# Cries and jumps at door whenever ANYONE leaves



## bboylayz (Sep 7, 2010)

My 6 month old GSD has some pretty bad separation anxiety issues. We do crate train him, keep him tired, do lots of training with him in general. And we do make a habit of making him spend some time in the crate during the day even though I'm home almost all day. We are very very careful in not reinforcing bad behaviors by accident. So much then when he is crying and I am in another room, I won't come back until he's been quiet for a few minutes. This resulted in me taking a 45 minute cold shower when he was a puppy because he wouldn't stop crying and I didn't want to move and rile him up again haha.

Anyways, he love people. So much that when anyone comes in and spends just a couple minutes with him and then leaves, he will immediately stark crying up a storm as soon as the door shuts and jump up at the door. It ends pretty quickly (within 30 seconds) but it would be nice if the behavior stopped. He seems to cry for everything which we never reinforce. For example, when the car stops he knows its time to go so he starts crying. If I open my door (and he's in the back) he cries even more. So I sit back down and wait for him to be calm. And keep doing this until I can get out of the car and open the back door. But it doesn't seem to be getting any better.

Any idea how to stop these behaviors? We do lots of positive reinforcement training with him daily. But this one we can't break.


----------



## AxelsDad (Jul 7, 2011)

Bump this ... I'm dealing with this with a 7 month old pup. Everything is exactly the same, I'm just looking for some answers or some better methods to correct or control this.


----------



## Lilie (Feb 3, 2010)

There is a big difference between separation anxiety, and a dog who is under exercised, over stimulated and really, really, really wants to go outside.


----------



## bboylayz (Sep 7, 2010)

No it is definitely not that. He is six months old and take him out everyday for a few hours. For example, we took him on a 5 mile hike and he was exhausted. But as soon as he realized we were out the door, you would think he was couped up all day. Same deal when I just go into another room and close the door. Bathroom, bedroom, etc. Im really thinking is sep anxiety. When he is in his crate and I'm there he is fine. When I leave while hes in the crate, he makes a ruckus (not for long anymore again, just a good 5-15 seconds of yelling).

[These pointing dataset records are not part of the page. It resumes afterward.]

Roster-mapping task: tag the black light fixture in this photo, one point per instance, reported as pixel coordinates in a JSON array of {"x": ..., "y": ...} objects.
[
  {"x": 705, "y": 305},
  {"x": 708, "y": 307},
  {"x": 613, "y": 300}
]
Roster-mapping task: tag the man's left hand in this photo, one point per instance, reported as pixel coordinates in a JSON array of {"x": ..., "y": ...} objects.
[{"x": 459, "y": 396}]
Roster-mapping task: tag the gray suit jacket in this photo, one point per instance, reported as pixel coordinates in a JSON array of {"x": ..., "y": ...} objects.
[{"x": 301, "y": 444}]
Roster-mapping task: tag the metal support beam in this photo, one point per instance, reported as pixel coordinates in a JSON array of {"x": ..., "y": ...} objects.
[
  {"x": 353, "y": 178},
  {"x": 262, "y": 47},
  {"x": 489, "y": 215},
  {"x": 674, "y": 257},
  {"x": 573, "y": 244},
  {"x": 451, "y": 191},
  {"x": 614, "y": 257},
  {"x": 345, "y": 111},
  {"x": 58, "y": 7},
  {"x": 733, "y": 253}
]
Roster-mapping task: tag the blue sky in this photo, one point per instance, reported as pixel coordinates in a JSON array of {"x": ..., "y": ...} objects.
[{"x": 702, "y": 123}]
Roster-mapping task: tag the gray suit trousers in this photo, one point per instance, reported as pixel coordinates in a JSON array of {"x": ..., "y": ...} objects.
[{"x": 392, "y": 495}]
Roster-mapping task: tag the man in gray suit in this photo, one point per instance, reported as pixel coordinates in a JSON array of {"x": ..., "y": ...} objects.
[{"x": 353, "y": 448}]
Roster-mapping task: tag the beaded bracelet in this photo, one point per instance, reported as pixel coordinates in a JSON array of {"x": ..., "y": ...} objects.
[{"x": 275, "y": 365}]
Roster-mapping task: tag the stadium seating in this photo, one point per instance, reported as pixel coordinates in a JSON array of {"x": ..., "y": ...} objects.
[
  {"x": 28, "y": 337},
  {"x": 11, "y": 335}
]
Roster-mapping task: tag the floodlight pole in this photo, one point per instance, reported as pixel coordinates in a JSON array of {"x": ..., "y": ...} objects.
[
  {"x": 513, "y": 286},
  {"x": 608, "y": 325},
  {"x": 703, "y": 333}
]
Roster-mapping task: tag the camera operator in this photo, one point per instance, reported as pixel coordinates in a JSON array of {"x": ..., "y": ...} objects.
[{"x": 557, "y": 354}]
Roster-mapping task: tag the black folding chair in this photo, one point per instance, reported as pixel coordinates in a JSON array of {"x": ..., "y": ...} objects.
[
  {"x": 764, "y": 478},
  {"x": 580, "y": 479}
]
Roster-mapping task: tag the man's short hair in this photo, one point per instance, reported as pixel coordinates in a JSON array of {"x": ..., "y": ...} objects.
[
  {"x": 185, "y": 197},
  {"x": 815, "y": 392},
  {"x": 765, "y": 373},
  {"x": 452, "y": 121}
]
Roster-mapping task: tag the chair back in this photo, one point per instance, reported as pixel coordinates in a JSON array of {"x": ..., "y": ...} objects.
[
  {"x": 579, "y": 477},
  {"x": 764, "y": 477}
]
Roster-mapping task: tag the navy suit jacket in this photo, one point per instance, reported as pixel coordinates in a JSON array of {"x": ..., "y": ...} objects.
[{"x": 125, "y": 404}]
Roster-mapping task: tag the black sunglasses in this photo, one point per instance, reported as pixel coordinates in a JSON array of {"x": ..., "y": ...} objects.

He is very well stimulated daily, training, exercise, everything. We keep him nice and tired and keep him thinking.


----------



## martemchik (Nov 23, 2010)

You staying in the car while he cries is reinforcing the behavior. In his mind if he cries, you come back and sit. The only way to make him understand is to reward the good behavior. My pup gets really excited when the car stops because he thinks he's coming with, he now knows to go to the hatch (in my mini) rather than try to sneak out the door. When the hatch doesn't open, he freaks out a bit, but nothing major and we get on with our plans. He used to jump out right away when I opened the hatch, that was dangerous because I didn't always have a hold on his leash. I taught him to stay until I release him to jump out. But that is a calm down and you will be rewarded by coming out with us. Don't really equate you staying in the car and then leaving once he's calm as a reason for him to stay calm, you're leaving either way.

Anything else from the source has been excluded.